New Materials for Colloidal Nanochemistry

The Nobel Prize in Chemistry 2023 put research on nanoparticles back into the spotlight, with special recognition for the hot injection synthesis pioneered by Murray, Norris and Bawendi in 1993.1) This method opened up the avenues to study size-dependent effects in semiconductor nanocrystals and to a widely applicable route to nanoparticles. Research in the field has since mainly focused on the classic nanomaterials: semiconductors (e.g. CdSe, PbS), metals with plasmonic properties (Au, Ag) and magnetic particles (e.g. Fe3O4, CoPt). From the first experiments in the 1980s, physical questions drove nanoparticle research: from the need to narrow down the size distribution to observe quantum effects on the level of a nanocrystal ensemble to the refinement of nucleation theory.
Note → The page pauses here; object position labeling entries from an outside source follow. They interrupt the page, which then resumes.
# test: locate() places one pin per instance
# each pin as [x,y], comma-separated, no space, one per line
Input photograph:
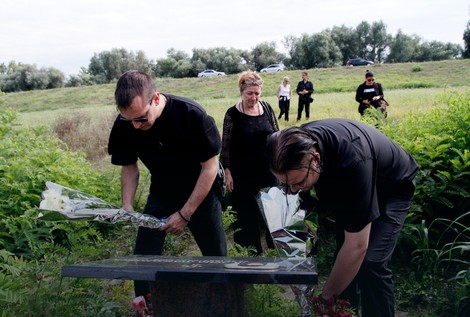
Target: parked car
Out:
[273,68]
[209,73]
[358,62]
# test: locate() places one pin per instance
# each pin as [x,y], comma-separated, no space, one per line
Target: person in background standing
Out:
[367,182]
[284,94]
[304,90]
[179,143]
[369,93]
[245,129]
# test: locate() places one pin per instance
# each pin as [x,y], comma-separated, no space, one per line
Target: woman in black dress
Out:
[246,127]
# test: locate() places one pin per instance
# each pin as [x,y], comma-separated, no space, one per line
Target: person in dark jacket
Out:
[178,142]
[304,90]
[367,182]
[369,93]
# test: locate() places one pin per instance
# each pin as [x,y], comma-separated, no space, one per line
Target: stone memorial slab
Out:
[208,286]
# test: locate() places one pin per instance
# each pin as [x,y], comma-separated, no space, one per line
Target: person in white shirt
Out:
[284,93]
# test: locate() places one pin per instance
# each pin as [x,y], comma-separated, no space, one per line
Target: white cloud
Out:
[66,33]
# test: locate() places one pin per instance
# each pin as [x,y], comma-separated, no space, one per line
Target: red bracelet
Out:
[181,215]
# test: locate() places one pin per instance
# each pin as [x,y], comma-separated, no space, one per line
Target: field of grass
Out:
[409,88]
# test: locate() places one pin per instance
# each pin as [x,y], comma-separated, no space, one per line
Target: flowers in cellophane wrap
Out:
[293,230]
[62,203]
[143,305]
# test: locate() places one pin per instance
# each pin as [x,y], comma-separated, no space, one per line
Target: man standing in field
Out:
[179,143]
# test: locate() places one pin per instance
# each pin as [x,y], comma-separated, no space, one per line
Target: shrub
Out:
[81,133]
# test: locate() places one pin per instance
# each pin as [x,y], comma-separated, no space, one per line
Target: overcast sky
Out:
[65,34]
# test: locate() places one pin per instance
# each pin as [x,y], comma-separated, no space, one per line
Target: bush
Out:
[33,251]
[81,133]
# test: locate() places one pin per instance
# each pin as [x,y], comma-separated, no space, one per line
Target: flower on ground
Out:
[143,305]
[331,308]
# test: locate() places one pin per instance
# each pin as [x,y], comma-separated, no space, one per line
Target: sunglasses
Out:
[300,185]
[140,119]
[258,82]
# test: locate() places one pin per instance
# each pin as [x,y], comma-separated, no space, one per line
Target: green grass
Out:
[407,90]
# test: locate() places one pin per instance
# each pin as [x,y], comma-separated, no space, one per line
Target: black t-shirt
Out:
[181,139]
[361,167]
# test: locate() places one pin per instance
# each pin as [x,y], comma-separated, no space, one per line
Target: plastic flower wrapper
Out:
[294,234]
[62,203]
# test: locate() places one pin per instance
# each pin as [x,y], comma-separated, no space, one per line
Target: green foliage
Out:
[417,68]
[440,142]
[267,300]
[24,77]
[435,258]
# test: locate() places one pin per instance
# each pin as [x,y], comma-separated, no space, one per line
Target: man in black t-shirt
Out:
[367,181]
[304,90]
[178,142]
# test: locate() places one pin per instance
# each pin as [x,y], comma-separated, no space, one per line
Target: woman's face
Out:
[251,95]
[370,81]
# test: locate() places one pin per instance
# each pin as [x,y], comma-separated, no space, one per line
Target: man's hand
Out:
[175,224]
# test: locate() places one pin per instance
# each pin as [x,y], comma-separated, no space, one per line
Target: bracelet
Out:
[181,215]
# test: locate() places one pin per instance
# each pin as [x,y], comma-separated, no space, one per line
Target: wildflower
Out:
[143,305]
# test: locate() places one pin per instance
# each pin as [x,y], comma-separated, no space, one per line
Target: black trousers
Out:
[206,226]
[303,103]
[372,289]
[284,105]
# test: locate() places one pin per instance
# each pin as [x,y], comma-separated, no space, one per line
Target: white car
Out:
[209,73]
[273,68]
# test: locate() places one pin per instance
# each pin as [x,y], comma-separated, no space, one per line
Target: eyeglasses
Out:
[140,119]
[300,185]
[258,82]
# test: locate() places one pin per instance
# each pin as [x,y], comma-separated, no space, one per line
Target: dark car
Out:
[358,62]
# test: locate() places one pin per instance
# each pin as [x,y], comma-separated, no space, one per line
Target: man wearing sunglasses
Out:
[178,142]
[367,182]
[369,93]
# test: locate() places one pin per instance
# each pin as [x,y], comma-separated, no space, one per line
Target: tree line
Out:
[328,48]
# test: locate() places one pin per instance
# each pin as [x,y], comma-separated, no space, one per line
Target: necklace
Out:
[243,108]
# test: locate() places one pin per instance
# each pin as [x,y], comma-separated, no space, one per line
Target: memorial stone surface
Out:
[199,286]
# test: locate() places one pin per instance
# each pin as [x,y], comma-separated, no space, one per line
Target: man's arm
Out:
[129,183]
[176,222]
[348,262]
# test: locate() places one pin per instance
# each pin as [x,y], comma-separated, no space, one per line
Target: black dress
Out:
[244,152]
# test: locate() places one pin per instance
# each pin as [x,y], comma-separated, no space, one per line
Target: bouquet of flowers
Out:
[333,307]
[293,230]
[62,203]
[143,306]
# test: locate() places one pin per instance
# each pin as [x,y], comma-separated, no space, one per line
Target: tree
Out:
[403,48]
[317,50]
[265,54]
[347,41]
[437,51]
[110,65]
[466,40]
[24,77]
[373,40]
[177,65]
[379,41]
[228,60]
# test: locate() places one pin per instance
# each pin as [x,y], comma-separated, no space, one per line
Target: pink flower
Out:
[139,303]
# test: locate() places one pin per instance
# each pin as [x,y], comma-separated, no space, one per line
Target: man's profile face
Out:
[141,113]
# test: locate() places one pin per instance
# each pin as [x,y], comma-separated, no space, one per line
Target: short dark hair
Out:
[287,148]
[131,84]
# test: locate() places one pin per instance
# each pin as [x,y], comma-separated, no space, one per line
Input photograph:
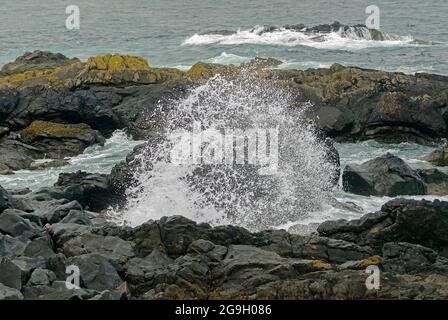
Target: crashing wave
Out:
[244,193]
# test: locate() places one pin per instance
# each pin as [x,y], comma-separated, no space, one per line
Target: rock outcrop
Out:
[119,91]
[438,157]
[384,176]
[176,258]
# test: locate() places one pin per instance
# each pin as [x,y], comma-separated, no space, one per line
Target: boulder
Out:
[60,212]
[10,247]
[14,225]
[7,293]
[10,274]
[387,175]
[37,60]
[96,272]
[438,157]
[78,217]
[400,220]
[435,180]
[56,140]
[92,191]
[15,155]
[116,250]
[5,201]
[41,277]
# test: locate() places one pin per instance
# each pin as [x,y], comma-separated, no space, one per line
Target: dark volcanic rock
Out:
[37,60]
[436,181]
[419,222]
[384,176]
[55,140]
[14,225]
[96,272]
[5,201]
[93,191]
[438,157]
[7,293]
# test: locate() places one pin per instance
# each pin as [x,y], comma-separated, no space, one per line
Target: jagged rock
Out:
[327,249]
[110,295]
[10,274]
[27,265]
[407,258]
[96,272]
[50,164]
[57,291]
[142,272]
[438,157]
[3,131]
[10,246]
[63,232]
[32,217]
[350,284]
[41,277]
[116,250]
[15,155]
[384,176]
[7,293]
[93,191]
[37,60]
[39,248]
[4,200]
[60,212]
[55,140]
[419,222]
[78,217]
[14,225]
[436,181]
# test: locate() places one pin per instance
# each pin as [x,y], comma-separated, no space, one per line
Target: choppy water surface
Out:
[180,33]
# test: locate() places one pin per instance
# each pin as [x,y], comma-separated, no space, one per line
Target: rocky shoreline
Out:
[53,107]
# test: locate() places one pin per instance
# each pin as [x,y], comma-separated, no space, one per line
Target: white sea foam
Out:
[350,39]
[233,194]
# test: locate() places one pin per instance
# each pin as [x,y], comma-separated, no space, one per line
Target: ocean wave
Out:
[335,36]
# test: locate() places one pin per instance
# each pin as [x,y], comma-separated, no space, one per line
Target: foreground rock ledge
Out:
[176,258]
[115,91]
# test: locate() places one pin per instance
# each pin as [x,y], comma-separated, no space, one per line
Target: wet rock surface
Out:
[176,258]
[384,176]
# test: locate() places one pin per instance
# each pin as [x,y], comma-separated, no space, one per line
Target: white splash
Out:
[353,38]
[235,194]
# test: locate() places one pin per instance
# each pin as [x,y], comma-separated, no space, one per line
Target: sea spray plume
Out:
[232,193]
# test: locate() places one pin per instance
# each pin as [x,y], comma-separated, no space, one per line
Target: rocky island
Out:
[54,107]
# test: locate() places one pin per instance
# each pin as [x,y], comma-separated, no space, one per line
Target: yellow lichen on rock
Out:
[321,265]
[204,71]
[117,62]
[370,261]
[50,129]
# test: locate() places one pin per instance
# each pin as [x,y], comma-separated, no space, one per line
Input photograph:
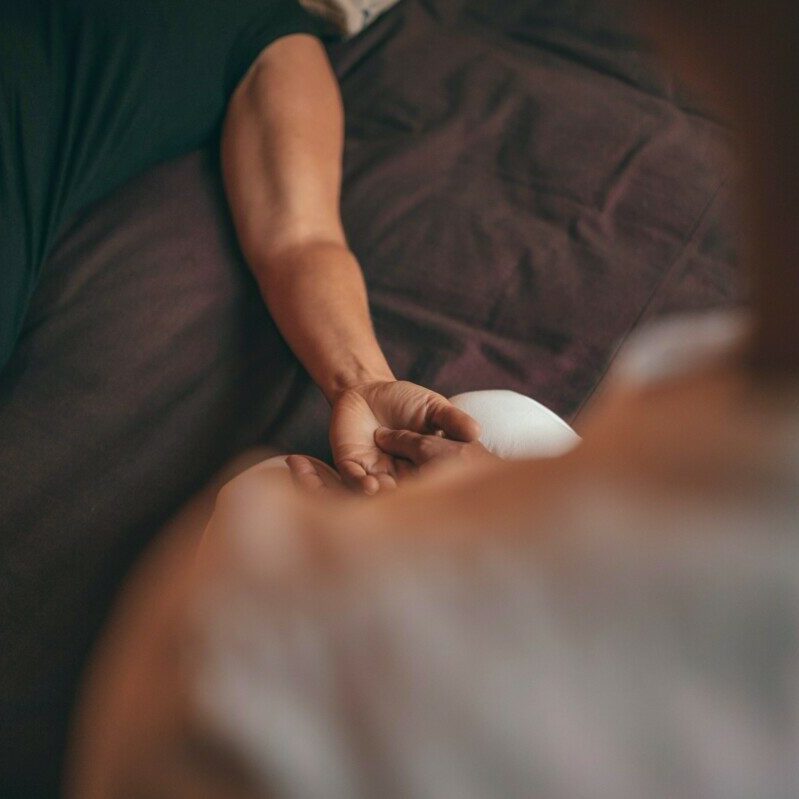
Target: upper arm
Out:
[282,148]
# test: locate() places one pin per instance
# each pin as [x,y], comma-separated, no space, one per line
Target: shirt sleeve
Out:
[264,24]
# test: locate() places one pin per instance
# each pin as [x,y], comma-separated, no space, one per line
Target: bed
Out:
[523,187]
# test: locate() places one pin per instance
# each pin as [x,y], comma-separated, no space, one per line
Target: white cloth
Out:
[650,648]
[349,17]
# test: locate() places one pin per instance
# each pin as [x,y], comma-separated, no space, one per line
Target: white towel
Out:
[349,17]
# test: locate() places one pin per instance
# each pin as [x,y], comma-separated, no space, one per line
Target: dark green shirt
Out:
[92,92]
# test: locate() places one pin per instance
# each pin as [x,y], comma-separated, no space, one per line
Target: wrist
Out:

This is reflected by the fact that often groundbreaking physical studies were performed before full understanding of the chemistry behind particle formation was gained. The field is now well established and significant progress has been made to understand the chemistry. Hence, new material classes are being tackled again, fuelled by new research groups, and some old ones, that aim to carve out a new niche in the field for themselves.

III–V semiconductors

One of the earliest cases in which the community strayed from the classic materials are III–V semiconductors. Their synthesis has been mired by their highly covalent bond character, making the hot injection synthesis harder for such semiconductors than II-VI and IV-VI semiconductors. This is because the nucleation and growth kinetics lack the required dynamic equilibrium that allows particles to end up with a narrow size distribution and uniform crystallinity. Driven by the need for cadmium-free nanomaterials, III–V semiconductors have caught up: Samsung, the current market leader in quantum dot-based QLED displays, now bases its display technology on InP/ZnSeS core-shell quantum dots.2)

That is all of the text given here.